Sobre la percepción:

Creemos que nuestra realidad no se presta para hacer Ciencia Ficción, nos es difícil imaginar a un Mexicano viajando por el cosmos o a una agencia gubernamental descubriendo un portal a otra dimensión, ya no se diga investigándolo con tecnología de punta o mandando a un equipo de expertos a descubrir el enigma que el portal representa.

Pero, ¿por qué?

La respuesta radica en nuestro contexto. En México y Latinoamérica, cuna de innumerables mentes brillantes, no existe una política social que estimule e invierta en la investigación y el desarrollo tecnológico y científico. Nuestros gobiernos, instituciones y modelos educativos están estructurados para que los alumnos memoricen, no para que los alumnos analicen, nuestro entorno está diseñado para que la curiosidad científica sea nula. Nuestras instituciones no tienen como prioridad buscar que se haga de otra manera y nosotros como ciudadanos, lo entendemos y lo percibimos así.

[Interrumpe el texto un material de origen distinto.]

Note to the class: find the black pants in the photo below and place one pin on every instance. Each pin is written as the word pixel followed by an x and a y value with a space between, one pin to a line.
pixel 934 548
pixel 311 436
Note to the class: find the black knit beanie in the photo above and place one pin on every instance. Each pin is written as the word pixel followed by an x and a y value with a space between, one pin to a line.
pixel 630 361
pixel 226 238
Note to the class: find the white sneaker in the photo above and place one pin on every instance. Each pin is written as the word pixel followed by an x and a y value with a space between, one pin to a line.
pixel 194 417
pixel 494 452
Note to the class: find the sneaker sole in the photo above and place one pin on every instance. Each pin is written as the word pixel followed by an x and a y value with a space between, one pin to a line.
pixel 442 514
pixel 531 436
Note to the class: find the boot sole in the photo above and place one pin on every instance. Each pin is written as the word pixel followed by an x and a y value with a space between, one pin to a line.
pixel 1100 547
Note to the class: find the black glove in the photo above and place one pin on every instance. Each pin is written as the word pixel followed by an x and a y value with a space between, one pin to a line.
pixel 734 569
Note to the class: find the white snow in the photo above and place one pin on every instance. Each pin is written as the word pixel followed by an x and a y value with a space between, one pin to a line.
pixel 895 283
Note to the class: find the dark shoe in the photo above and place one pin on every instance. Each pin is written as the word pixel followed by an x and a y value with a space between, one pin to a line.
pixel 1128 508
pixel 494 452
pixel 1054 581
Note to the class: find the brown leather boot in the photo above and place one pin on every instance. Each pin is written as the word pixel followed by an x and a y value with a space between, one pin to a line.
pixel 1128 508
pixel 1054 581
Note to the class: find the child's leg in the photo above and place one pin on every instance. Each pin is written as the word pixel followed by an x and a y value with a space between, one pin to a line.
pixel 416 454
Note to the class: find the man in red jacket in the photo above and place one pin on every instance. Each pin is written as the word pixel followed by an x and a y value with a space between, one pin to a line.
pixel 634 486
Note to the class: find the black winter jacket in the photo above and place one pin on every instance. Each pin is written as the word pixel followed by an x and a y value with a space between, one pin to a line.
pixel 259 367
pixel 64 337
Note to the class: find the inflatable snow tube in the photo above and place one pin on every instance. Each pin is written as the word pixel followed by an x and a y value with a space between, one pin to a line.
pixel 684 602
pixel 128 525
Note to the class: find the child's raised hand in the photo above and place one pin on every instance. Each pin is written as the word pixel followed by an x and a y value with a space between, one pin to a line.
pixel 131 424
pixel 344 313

¿Qué pasa si vemos a un grupo de científicos Venezolanos haciendo la autopsia a un extraterrestre en una laboratorio con la más alta tecnología?

Simplemente no lo creemos, nos es difícil creerlo porque es algo ajeno a nuestra realidad, nos enseñaron a no creerlo, a creer que éramos incapaces de aportar conocimiento al mundo, lo vemos y decimos: "Naaaaaaaaah"

¿Cuál es la solución?

Simple, empezar a escribir a partir de nuestra realidad. Nunca vamos a creer nunca que en México haya una agencia espacial como la NASA por que simplemente no la hay, entonces ¿por qué demonios queremos escribir sobre dicha agencia en nuestro guion? En lugar de querer replicar películas, personajes e historias de otras latitudes (cof, cof, Hollywood) hay que hablar desde nuestra perspectiva, de nuestras realidades. ¿Qué pasaría si tenemos una película donde un huachicolero se encuentra a mitad de la noche el cuerpo de un extraterrestre? 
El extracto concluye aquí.